Are Data Center "Tiers" Still Relevant?
miller60 writes "In their efforts at uptime, are data centers relying too much on infrastructure and not enough on best practices? That question is at the heart of an ongoing industry debate about the merits of the tier system, a four-level classification of data center reliability developed by The Uptime Institute. Critics assert that the historic focus on Uptime tiers prompts companies to default to Tier III or Tier IV designs that emphasize investment in redundant UPSes and generators. Uptime says that many industries continue to require mission-critical data centers with high levels of redundancy, which are needed to perform maintenance without taking a data center offline. Given the recent series of data center outages and the current focus on corporate cost control, the debate reflects the industry focus on how to get the most uptime for the data center dollar."

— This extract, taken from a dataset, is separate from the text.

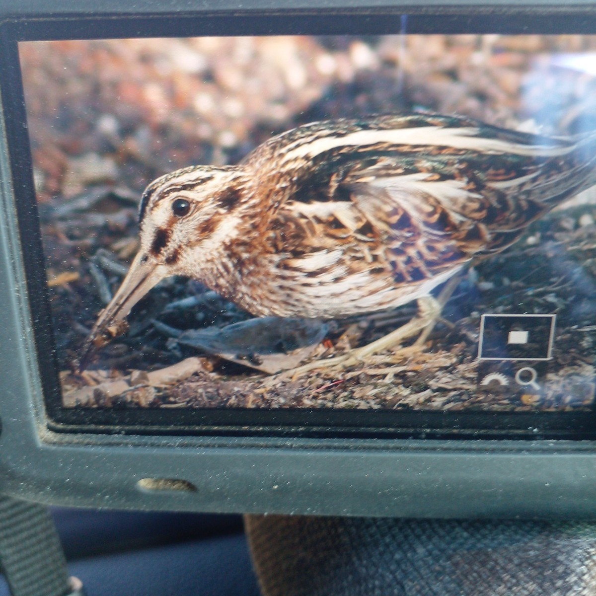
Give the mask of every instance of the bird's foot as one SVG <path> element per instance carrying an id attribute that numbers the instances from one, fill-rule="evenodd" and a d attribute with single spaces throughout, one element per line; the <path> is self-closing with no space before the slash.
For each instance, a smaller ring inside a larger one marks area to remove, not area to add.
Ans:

It's not just in IT. I work for an organization that uses a LOT of refrigeration in the form of walk-in refrigerators and freezers. Each one can hold product worth up to $1M and all can be lost in a temperature excursion. So we started designing in redundancy: 2 separate refrigeration systems per box, backup controller, redundant power feeds from different transfer switches over divers routing (Brown's Ferry lessons learned). Oh, and each facility had twice as many boxes as needed for the inventory.
After installation, we began getting calls and complaints about how our "wonder boxes" were pieces of crap, that they were failing left and right, etc. We freak out and do some analysis. Turns out that, in almost every instance, a trivial component had failed in 1 compressor and the system had failed over to the other system, ran for weeks-months, and then that failed too. When we asked why they never fixed the first failure, they said "What failure?" When we asked about the alarm the controller gave due to mechanical failure, we were told that it had gone off repeatedly but was ignored because the temperature readings were still good and that's all Operations cared about. In some instances the wires to the buzzer was cut, and in one instance, a "massive controller failure" was really a crash due to the system memory being filled by the alarm log.
Yes, we did some design changes, but we also added another base principle to our design criteria: "You can't engineer away stupid."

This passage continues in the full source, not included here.